それにベルフィリオはビリーとかと違ってイーリィアに優しくしてくれる。
(魔族とか人間とか関係なく、優しくしてくれるのは嬉しいよね)
イーリィアを見捨てた人間よりも、助けてくれたベルフィリオに惹かれるのは仕方ないと思う。
ベルフィリオはイーリィアの命の恩人だ。
「ベルフィリオさんはベルフィリオさんですから、怖くないです」
魔族だからなんて、イーリィアにはもう関係なかった。
どうせ罠にかかった時に落とした命だ。今、仮に食べられたとしても仕方ない。
(痛いのは嫌だから、どうせ食べるのなら思い切ってひと飲みにして欲しい)
ビリーの最後を思うと身震いしてしまう。
「無理しなくていい。本当は怖いだろう」
震えるイーリィアを見てベルフィリオは悲しそうに微笑む。
「もう君に会う事はないから安心してほしい」
「え?」
(ここでお別れって事?)
意味が分からなくて思わず二人の顔を交互に見遣る。
「ぼくたちはまた別のダンジョンに行くのにゃ。この辺りには目ぼしいダンジョンもないし、ここに来るとしてもだいぶ先になってしまうのにゃ」
キトンは名残惜しそうにイーリィアに頬擦りをする。
「イーリィアに撫でてもらうの本当に気持ちよかったにゃ、ありがとにゃ」
「キトンちゃん……」
イーリィアは寂しさに涙を流してしまう。
「俺達は魔族だ、これ以上一緒にいない方が良いだろう。それにイーリィアは魔物と戦うには向いていない、故郷に帰って静かに過ごした方が良いだろう」
「そんな……でも私、まだ何も恩返しできてません」
離れようとするキトンを抱きしめ、イーリィアはベルフィリオの服を掴む。
「ベルフィリオさんには命を助けてもらったんです。この恩を返すまでは、絶対に離れませんから」
「いや、そんな事はしなくていいんだが……」
「それでは私の気がすみません!」
ベルフィリオの言葉を遮り、イーリィアがぐいぐいと詰め寄る。
「私の罠感知は絶対に役立ちます、それに弓の腕だって悪くないはず。キトンちゃんのマッサージだって任せてください」
「うぅ、それは魅力的にゃ」
イーリィアに抱かれたままなでなでされ、キトンは思わずうむむと唸る。
「それにこのまま故郷に帰っても、お金もないから家族の負担になるだけ。それならベルフィリオさんのお手伝いをしながらダンジョンについて学んでいった方が、はるかに為になります。でもそれは私の都合なだけですから……もしも役に立たないと感じたその時は」
イーリィアは決意を込めた目でベルフィリオを見つめた。
「食べちゃってもらって構いません」
「……そういう事は軽々しくいうものではない」
さすがにその発言は聞き流すわけにはいかず、顔を顰める。
「それくらいの覚悟だという事です。何でもしますのでよろしくお願いします」
いまだその腕にキトンを抱いたまま、頭を下げた。
「命乞い以外で何でもすると言われたのは、初めてだ」
ベルフィリオは呆れたように笑う。
「わかった。キトンの心も取られてしまったし、君の気が済むまでついてきたらいい」
その言葉にイーリィアの顔はぱぁっと明るくなる。
「本当ですか? ありがとうございます!」
「ただし無理だと思ったらすぐに離れるように。また怖い目に合ってしまうからな」
「気を付けます!」
イーリィアは落とし穴に落ちそうになったことを思い出すが、ベルフィリオは別な事を考えていた。
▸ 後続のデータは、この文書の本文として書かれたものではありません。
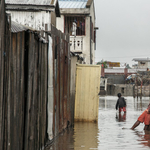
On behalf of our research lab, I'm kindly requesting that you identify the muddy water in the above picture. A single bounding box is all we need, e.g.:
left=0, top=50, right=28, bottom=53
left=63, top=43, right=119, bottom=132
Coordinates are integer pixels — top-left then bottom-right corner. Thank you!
left=46, top=96, right=150, bottom=150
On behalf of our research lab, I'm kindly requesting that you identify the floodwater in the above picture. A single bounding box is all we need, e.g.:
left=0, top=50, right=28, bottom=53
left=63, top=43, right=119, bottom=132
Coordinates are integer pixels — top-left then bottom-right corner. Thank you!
left=46, top=96, right=150, bottom=150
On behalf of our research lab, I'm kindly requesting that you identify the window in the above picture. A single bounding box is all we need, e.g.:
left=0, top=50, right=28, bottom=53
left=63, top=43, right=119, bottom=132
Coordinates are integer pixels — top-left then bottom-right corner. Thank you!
left=65, top=16, right=85, bottom=36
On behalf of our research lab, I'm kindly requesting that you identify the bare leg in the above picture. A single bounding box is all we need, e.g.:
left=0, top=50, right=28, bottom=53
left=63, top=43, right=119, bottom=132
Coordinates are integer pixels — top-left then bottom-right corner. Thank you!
left=131, top=120, right=141, bottom=130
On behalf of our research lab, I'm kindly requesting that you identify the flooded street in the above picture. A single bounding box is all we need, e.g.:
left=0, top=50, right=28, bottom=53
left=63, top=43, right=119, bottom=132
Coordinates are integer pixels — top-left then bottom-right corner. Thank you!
left=46, top=96, right=150, bottom=150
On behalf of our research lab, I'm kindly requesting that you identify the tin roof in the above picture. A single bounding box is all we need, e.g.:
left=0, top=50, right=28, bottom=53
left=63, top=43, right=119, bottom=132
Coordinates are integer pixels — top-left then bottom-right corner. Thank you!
left=11, top=21, right=29, bottom=33
left=5, top=0, right=52, bottom=5
left=133, top=58, right=150, bottom=62
left=59, top=0, right=88, bottom=8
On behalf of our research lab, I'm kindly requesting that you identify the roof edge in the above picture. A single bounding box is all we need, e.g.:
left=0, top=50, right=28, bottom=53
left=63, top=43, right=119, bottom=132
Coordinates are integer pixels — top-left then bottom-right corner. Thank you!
left=86, top=0, right=93, bottom=8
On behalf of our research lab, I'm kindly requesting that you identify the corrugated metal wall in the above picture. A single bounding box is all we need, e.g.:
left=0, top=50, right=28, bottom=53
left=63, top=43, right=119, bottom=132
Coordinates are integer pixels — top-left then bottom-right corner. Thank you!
left=75, top=65, right=101, bottom=121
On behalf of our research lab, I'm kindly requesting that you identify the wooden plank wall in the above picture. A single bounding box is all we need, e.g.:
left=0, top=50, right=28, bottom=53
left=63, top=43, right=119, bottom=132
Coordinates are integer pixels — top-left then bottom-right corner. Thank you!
left=51, top=26, right=74, bottom=136
left=0, top=0, right=5, bottom=149
left=0, top=11, right=73, bottom=150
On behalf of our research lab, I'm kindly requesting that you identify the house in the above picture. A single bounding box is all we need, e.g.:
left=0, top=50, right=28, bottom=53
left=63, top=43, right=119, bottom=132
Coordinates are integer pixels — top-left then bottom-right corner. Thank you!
left=6, top=0, right=60, bottom=30
left=57, top=0, right=98, bottom=64
left=133, top=58, right=150, bottom=71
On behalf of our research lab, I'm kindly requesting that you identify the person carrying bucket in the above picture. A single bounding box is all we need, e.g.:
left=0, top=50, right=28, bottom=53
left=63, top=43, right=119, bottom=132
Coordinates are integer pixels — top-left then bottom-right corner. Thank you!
left=116, top=93, right=126, bottom=113
left=131, top=103, right=150, bottom=130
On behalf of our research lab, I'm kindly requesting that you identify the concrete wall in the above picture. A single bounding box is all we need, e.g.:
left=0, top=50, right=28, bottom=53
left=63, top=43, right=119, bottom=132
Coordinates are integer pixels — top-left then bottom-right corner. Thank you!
left=138, top=62, right=150, bottom=69
left=107, top=84, right=134, bottom=96
left=105, top=74, right=125, bottom=84
left=7, top=11, right=51, bottom=30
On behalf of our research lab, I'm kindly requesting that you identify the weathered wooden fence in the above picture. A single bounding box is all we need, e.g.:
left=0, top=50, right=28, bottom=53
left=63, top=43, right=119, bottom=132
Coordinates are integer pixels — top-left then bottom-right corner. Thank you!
left=0, top=1, right=73, bottom=150
left=0, top=1, right=5, bottom=149
left=51, top=27, right=71, bottom=136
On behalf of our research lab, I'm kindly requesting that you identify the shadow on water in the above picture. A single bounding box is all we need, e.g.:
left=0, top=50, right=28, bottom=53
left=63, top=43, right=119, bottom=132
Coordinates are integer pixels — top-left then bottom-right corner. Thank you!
left=46, top=96, right=150, bottom=150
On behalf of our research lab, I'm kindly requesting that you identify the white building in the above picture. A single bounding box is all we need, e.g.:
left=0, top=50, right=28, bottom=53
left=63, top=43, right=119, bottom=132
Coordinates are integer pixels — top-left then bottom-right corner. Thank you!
left=57, top=0, right=97, bottom=64
left=5, top=0, right=60, bottom=30
left=133, top=58, right=150, bottom=69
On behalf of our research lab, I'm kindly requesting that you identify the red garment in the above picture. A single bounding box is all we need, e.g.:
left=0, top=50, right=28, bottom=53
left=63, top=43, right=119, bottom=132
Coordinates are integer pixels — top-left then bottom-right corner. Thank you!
left=138, top=109, right=150, bottom=125
left=119, top=107, right=126, bottom=112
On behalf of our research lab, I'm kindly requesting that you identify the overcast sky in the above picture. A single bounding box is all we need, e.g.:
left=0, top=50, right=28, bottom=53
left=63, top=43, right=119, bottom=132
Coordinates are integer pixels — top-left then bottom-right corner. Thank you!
left=94, top=0, right=150, bottom=66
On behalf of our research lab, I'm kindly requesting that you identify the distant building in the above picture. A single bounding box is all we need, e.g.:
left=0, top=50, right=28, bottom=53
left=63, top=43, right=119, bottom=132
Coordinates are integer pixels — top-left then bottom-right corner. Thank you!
left=5, top=0, right=60, bottom=30
left=133, top=58, right=150, bottom=69
left=57, top=0, right=98, bottom=64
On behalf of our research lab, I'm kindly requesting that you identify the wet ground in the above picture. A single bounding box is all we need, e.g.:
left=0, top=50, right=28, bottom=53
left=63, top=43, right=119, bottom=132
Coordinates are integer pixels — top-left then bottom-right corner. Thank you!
left=46, top=96, right=150, bottom=150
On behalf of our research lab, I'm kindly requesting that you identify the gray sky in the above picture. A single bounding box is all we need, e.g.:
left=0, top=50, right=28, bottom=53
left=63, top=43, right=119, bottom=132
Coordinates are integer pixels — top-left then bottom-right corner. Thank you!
left=94, top=0, right=150, bottom=65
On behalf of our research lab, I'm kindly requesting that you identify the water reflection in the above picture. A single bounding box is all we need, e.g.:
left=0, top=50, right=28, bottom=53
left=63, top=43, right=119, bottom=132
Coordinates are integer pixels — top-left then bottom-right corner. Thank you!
left=74, top=122, right=99, bottom=150
left=46, top=122, right=99, bottom=150
left=116, top=113, right=126, bottom=122
left=135, top=131, right=150, bottom=147
left=46, top=96, right=150, bottom=150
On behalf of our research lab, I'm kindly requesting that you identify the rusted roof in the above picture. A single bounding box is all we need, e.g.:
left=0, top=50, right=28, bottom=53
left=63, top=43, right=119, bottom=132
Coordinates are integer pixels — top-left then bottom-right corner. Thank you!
left=11, top=21, right=29, bottom=33
left=59, top=0, right=88, bottom=8
left=5, top=0, right=52, bottom=5
left=133, top=58, right=150, bottom=62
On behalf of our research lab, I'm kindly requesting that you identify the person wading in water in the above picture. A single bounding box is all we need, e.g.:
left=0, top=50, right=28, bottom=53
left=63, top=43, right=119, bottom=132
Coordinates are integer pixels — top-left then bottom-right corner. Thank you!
left=131, top=103, right=150, bottom=130
left=116, top=93, right=126, bottom=113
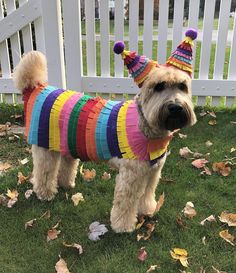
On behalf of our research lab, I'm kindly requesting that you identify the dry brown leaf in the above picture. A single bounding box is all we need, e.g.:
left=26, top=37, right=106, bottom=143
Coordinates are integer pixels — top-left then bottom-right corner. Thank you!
left=17, top=172, right=28, bottom=184
left=183, top=202, right=197, bottom=219
left=212, top=162, right=231, bottom=176
left=146, top=264, right=157, bottom=273
left=154, top=192, right=165, bottom=213
left=0, top=162, right=12, bottom=172
left=55, top=256, right=70, bottom=273
left=170, top=248, right=188, bottom=267
left=212, top=266, right=227, bottom=273
left=102, top=172, right=111, bottom=181
left=138, top=247, right=147, bottom=262
left=205, top=140, right=213, bottom=147
left=63, top=242, right=83, bottom=254
left=25, top=218, right=37, bottom=229
left=219, top=211, right=236, bottom=227
left=200, top=215, right=216, bottom=226
left=80, top=165, right=96, bottom=182
left=192, top=158, right=208, bottom=169
left=176, top=214, right=186, bottom=228
left=219, top=229, right=235, bottom=246
left=178, top=133, right=188, bottom=139
left=71, top=192, right=84, bottom=206
left=179, top=147, right=193, bottom=158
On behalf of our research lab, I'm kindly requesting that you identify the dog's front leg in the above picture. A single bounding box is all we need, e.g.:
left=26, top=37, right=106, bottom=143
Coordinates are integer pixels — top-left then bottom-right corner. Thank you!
left=111, top=159, right=149, bottom=232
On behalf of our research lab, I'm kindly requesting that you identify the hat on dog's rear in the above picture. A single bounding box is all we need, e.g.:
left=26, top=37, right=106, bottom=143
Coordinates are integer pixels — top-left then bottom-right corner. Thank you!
left=166, top=28, right=197, bottom=77
left=113, top=41, right=158, bottom=87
(人が食べられそうになっているところを見ても魔族についてこようなんて、余程覚悟をしてくれてるのだな)
ベルフィリオはイーリィアの強い覚悟に、ついてくるのを了承する。
「ではまずはイーリィアの懸念を解消してこよう。ギルドとやらに案内してくれ」
「一緒に付いて来てくれるんですか?」
イーリィアの声が目に見えそうな程明るくなった。
「一緒に行って話をさせてもらう。いろいろと都合の悪い部分は隠させてもらうからな」
ベルフィリオが魔族である事や、ビリーをボスに喰わせた事など、絶対に言えない部分がある。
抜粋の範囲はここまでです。